Medical device company ResMed (NYSE: RMD) will be announcing earnings results this Thursday afternoon. Here’s what to look for.
ResMed beat analysts’ revenue expectations last quarter, reporting revenues of $1.42 billion, up 11% year on year. It was a strong quarter for the company, with a decent beat of analysts’ revenue estimates and a beat of analysts’ EPS estimates.
Is ResMed a buy or sell going into earnings? Read our full analysis here, it’s free for active Edge members.
This quarter, the market is expecting ResMed’s revenue to grow 10% year on year, improving from the 7.9% increase it recorded in the same quarter last year.

The majority of analysts covering the company have reconfirmed their estimates over the last 30 days, suggesting they anticipate the business to stay the course heading into earnings. ResMed has missed Wall Street’s revenue estimates multiple times over the last two years.
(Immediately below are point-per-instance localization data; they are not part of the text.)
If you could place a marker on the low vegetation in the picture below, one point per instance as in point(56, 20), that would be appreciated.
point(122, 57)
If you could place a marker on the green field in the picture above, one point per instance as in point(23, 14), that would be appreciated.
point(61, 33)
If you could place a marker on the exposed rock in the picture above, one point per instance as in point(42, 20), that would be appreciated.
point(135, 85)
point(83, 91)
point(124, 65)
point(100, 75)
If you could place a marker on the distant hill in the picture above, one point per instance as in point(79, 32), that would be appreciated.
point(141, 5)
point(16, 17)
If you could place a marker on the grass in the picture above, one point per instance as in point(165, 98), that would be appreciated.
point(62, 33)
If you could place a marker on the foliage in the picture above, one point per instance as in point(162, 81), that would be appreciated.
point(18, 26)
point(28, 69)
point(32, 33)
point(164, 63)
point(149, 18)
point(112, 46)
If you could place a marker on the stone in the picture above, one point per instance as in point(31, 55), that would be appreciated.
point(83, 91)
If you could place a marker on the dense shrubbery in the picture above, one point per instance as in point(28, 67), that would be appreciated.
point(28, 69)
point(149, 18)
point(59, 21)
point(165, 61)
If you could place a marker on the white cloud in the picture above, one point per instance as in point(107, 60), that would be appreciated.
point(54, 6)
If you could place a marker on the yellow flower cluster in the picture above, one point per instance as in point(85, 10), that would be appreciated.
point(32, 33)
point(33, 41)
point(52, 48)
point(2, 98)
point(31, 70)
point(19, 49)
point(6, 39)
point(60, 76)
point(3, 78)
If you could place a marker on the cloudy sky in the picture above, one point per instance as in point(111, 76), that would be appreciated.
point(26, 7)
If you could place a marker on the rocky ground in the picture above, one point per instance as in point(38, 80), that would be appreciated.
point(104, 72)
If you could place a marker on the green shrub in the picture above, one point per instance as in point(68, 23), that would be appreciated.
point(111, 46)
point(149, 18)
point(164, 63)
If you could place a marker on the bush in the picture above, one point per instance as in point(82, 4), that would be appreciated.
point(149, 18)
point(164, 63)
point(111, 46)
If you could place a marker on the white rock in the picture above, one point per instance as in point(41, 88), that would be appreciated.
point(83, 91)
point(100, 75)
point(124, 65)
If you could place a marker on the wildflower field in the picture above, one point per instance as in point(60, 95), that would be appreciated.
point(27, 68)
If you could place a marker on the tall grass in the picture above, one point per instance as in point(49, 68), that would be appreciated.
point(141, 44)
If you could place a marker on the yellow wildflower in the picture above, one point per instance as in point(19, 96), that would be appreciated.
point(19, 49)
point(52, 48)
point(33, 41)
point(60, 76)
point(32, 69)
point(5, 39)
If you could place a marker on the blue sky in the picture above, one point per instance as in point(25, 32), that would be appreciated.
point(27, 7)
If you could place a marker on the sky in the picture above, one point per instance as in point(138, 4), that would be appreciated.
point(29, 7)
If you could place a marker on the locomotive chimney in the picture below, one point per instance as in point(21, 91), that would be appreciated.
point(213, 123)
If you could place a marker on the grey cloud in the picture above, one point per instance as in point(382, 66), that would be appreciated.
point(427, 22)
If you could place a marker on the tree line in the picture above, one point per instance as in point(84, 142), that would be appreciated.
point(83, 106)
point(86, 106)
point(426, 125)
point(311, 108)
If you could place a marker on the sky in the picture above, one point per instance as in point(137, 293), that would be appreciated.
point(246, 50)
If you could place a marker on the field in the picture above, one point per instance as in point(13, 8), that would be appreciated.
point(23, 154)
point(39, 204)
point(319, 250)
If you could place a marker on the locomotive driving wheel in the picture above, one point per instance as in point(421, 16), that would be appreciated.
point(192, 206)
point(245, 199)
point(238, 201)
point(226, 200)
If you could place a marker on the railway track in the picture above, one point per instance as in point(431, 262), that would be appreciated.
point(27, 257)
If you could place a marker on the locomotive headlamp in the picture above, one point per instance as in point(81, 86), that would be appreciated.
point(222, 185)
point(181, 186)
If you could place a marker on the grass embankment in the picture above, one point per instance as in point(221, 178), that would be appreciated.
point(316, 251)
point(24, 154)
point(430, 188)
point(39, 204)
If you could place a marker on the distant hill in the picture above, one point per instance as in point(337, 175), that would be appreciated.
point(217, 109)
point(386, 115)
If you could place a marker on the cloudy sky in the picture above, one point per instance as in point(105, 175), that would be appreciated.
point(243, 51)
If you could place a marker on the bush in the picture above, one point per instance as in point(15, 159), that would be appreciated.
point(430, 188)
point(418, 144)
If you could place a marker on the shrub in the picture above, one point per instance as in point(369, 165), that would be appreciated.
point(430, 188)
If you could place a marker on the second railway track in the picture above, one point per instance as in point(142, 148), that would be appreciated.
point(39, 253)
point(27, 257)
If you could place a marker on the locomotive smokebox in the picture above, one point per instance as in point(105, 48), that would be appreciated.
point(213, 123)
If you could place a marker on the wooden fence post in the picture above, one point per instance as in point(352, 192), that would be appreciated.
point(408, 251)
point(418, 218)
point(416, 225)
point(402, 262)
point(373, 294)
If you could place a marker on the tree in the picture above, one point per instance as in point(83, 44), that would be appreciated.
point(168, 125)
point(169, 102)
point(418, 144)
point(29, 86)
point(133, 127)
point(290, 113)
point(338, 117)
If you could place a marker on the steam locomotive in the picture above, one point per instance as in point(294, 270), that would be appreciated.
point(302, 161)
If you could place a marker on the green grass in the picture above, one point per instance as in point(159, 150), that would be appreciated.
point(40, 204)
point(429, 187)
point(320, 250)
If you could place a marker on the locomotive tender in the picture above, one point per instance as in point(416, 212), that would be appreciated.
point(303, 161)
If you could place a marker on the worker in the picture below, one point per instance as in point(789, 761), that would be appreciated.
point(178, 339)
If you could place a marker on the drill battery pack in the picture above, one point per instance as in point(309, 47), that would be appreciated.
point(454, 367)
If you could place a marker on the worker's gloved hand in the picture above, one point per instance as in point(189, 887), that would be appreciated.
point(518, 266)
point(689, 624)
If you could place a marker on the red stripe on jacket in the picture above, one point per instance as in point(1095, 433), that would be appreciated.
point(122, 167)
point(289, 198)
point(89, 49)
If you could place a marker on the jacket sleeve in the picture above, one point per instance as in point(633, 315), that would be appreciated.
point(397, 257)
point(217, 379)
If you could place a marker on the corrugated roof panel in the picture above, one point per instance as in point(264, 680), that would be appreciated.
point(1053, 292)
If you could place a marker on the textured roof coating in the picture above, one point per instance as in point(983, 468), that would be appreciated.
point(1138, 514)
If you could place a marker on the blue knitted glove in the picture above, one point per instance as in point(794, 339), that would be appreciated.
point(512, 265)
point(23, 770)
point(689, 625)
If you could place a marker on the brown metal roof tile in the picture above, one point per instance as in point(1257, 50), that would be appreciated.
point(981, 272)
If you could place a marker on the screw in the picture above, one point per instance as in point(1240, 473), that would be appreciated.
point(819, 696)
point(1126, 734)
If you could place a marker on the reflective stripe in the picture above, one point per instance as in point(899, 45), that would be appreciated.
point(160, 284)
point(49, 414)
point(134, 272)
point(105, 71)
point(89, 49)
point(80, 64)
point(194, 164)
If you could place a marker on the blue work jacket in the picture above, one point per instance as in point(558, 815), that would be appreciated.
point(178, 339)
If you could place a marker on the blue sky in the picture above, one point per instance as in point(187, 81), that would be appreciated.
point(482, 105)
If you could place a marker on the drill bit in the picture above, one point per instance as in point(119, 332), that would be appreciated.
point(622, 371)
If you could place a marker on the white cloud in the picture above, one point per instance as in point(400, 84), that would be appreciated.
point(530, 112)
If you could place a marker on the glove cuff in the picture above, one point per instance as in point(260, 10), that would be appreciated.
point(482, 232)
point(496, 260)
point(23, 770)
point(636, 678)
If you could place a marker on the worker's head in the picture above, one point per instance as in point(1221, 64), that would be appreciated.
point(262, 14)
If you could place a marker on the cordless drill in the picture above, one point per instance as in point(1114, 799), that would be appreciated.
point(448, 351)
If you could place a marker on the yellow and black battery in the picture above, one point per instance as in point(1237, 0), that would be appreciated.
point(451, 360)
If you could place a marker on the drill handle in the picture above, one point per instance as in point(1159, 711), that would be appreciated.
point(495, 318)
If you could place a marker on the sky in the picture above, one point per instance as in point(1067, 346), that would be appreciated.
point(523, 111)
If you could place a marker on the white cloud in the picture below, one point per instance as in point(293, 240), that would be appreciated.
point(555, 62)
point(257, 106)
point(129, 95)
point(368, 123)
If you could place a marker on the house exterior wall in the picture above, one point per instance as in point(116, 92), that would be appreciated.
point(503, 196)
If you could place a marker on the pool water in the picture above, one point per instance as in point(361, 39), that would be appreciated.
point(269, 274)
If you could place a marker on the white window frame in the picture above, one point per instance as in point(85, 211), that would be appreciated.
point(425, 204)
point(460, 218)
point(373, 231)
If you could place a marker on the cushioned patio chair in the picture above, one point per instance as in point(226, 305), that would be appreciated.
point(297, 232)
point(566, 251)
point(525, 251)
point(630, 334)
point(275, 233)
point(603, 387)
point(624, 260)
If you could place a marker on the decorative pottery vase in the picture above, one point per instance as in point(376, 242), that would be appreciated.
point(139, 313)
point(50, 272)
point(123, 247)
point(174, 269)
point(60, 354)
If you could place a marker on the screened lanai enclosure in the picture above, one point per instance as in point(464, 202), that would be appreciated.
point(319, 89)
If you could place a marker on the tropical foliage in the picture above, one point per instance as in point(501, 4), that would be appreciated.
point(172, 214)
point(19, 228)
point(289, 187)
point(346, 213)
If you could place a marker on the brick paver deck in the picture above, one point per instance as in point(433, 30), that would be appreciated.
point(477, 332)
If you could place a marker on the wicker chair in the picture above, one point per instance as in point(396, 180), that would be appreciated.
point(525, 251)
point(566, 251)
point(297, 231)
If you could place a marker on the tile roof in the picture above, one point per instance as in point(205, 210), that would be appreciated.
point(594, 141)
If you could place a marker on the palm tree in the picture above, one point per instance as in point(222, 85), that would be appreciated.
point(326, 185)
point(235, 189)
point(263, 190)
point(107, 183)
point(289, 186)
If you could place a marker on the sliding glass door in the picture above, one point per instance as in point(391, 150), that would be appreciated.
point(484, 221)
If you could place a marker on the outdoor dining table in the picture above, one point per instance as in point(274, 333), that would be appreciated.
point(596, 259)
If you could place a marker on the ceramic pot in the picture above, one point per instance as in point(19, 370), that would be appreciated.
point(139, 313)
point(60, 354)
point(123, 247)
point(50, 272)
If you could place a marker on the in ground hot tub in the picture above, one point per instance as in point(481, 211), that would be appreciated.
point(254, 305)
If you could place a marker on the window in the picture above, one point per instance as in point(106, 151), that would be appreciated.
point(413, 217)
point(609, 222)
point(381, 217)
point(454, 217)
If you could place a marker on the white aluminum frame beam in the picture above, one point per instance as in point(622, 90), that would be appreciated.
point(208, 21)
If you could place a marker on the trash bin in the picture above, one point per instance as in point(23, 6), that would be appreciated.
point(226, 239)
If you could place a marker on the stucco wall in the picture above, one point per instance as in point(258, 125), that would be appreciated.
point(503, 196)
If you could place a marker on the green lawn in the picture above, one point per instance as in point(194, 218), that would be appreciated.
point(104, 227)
Looking at ResMed’s peers in the healthcare equipment and supplies segment, some have already reported their Q1 results, giving us a hint as to what we can expect. Intuitive Surgical delivered year-on-year revenue growth of 23%, beating analysts’ expectations by 5.8%, and Neogen reported a revenue decline of 4.4%, topping estimates by 3.4%. Intuitive Surgical traded up 7.2% following the results while Neogen was down 8.9%.
Read our full analysis of Intuitive Surgical’s results here and Neogen’s results here.
There has been positive sentiment among investors in the healthcare equipment and supplies segment, with share prices up 10.8% on average over the last month. ResMed is down 1% during the same time and is heading into earnings with an average analyst price target of $289.93 (compared to the current share price of $217.83).